Pepi, Luci, Bom und der Rest der Bande zeigt schon früh den späteren Weg von Pedro Almodóvar auf, allerdings noch unter komplett anderen Bedingungen und auf eine völlig hemmungslose Art und Weise. Ohne echtes Budget, mit sichtlich wenig Erfahrung, dafür aber mit wahnsinnig viel Leidenschaft und Engagement für eine Lebenseinstellung lässt der später international anerkannte Meisterregisseur hier kompromisslos die ungesattelte Sau raus. Seine erste Muse und langjährige Weggefährtin Carmen Maura (Volver – Zurückkehren) stellt in der Rolle der Pepi beinah den Zwiespalt  - oder eher die ungewöhnliche Entwicklung – von einem unangepassten Kind dieser Zeit hin zu einer erfolgreichen Werbefachfrau dar – auch wenn sie für eher „spezielle“ Produkte wirbt.
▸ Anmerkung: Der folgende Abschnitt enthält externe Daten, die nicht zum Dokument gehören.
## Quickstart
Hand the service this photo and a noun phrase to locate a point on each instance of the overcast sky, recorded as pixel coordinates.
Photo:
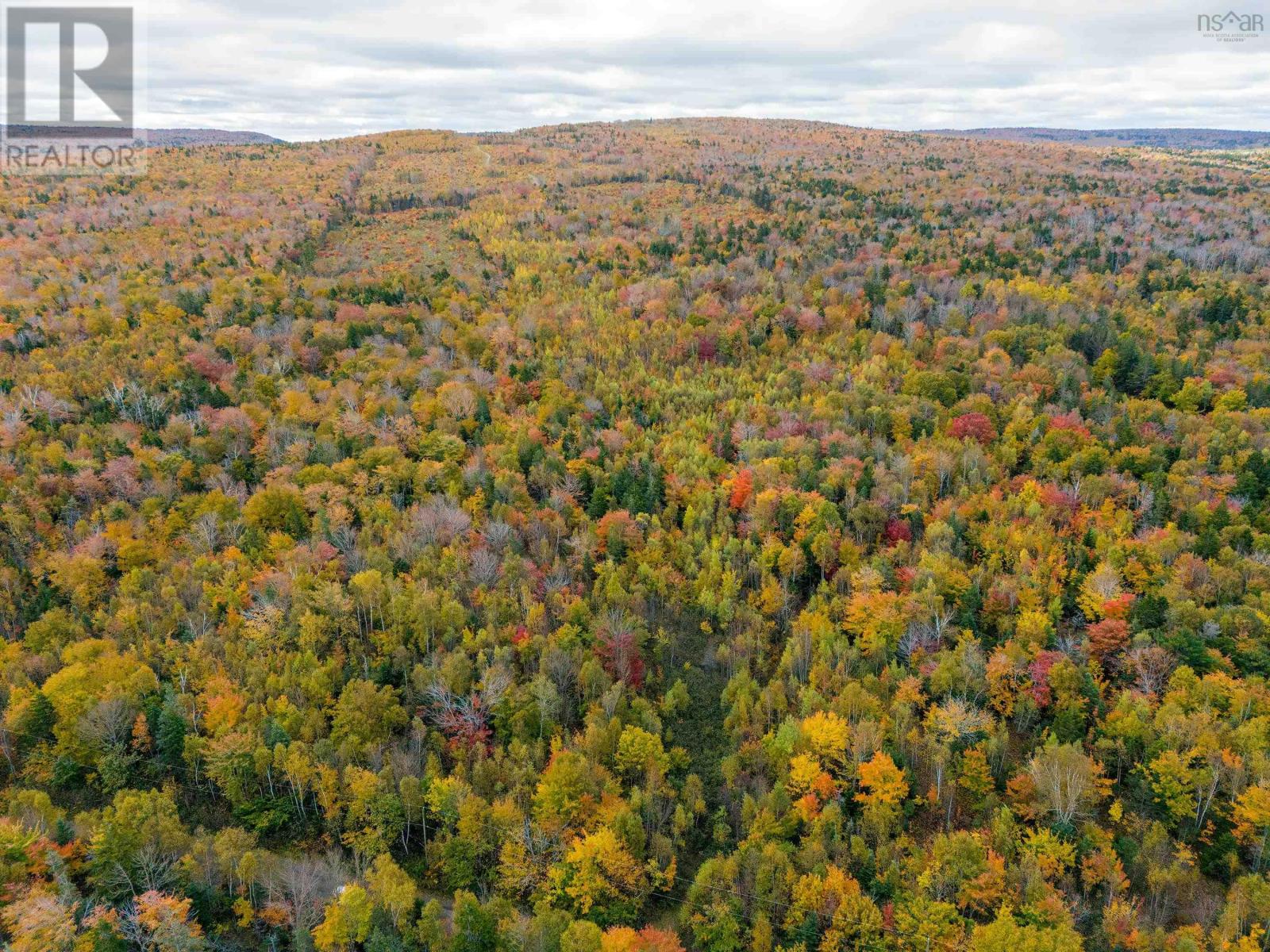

Um sie herum, hervorgerufen durch sie, da entstehen die ganz skurrilen Situationen. Wenn die bis dato auf eine züchtigende Hand seitens ihres Mannes hoffenden, bisher heimliche (oder eher ungehörte) Masochistin Luci (Eva Siva, High Heels) so verzweifelt ist aufgrund des konservativ-langweiligen Ehelebens, das sie sich der erstbesten Zecke hörig gibt, die sie im wahrsten Sinne des Wortes anpisst. Manchmal, aber nur manchmal, haben Frauen ein klein Bisschen Haue gern. Stimmt auch, will nur selten jemand hören, da es im Zweifelsfall halt immer schwierig zu belegen ist. 

Da wird kein Blatt vor den Mund oder sonst wo hin genommen. Almodóvar’s Film ist wahnsinnig provokant und trotz aller Radikalität niemals angreifbar, weil er jede noch so sonderbare Neigung – selbst wenn es um pure Erniedrigung oder das Aufsparen der Jungfräulichkeit geht, nur um diese an den Meistbietenden zu verschachern – als klare, freie Meinungsäußerung darstellt. Selbstbestimmung, ohne Zwang, Reglementierungen und Sittenpolizei, egal was die Mehrheit davon hält. Ganz in diesem Sinne agiert das gesamte Geschehen. Ein unkontrollierbares, vogelfreies Aufblühen nach 40 Jahren im Schatten und in Ketten. So chaotisch der fast Comicstrip-artig wirkende, Ultra-Independent-Film durchgehend eine narrative Linie vermissen lässt und kaum hochwertiger aussieht als er ist, er ist in diesem hektischen Drunter-und-Drüber wie ein Befreiungsschlag. Voller aberwitziger Ideen; sarkastischen Nadelstichen mit einer Mistgabel: Respektloses Kamikaze-Kino mit technisch umgekrempelten Hosentaschen und euphorischer Unzurechnungsfähigkeit. Aus dem Bauch und Herz heraus, der Kopf und Verstand ziehen nur im Hintergrund die Fäden, sind aber nicht Chef an Bord. Was diesen pulsierenden, spontanen und impulsiven Film aber enorm lebendig, liebenswert und tatsächlich sogar ziemlich wichtig macht. Es ist ein Zeit-, Gesellschafts- und Kulturdokument – auch wenn er Erektionswettbewerbe, menstruierende Puppen und Popelfressen (und nicht mal die eigenen) thematisiert. Mahlzeit.

Fazit

Almodóvar’s zweiter Spielfilm ist purer Punk. Irgendwo Arthouse-Punk, aber drauf war er nie aus und es ist nur ein nachgeschobener Ritterschlag. Gezielt die Kontroverse suchend, aber eben auch um die Diskussion anzuregen. Oder wenigstens auf etwas aufmerksam zu machen. Beziehungsweise dieses nicht mehr zu tabuisieren. Trotzdem natürlich gerne in der Rolle der satirischen Rampensau. Das macht den Film ja erst so sympathisch, trotz seiner offenkundigen Defiziten und Fehlern. Mit dem Arsch durch die Wand, die Hose gar nicht mehr an, aber mit einer unmissverständlichen Attitüde: Klasse, auf seine ganz spezielle Weise.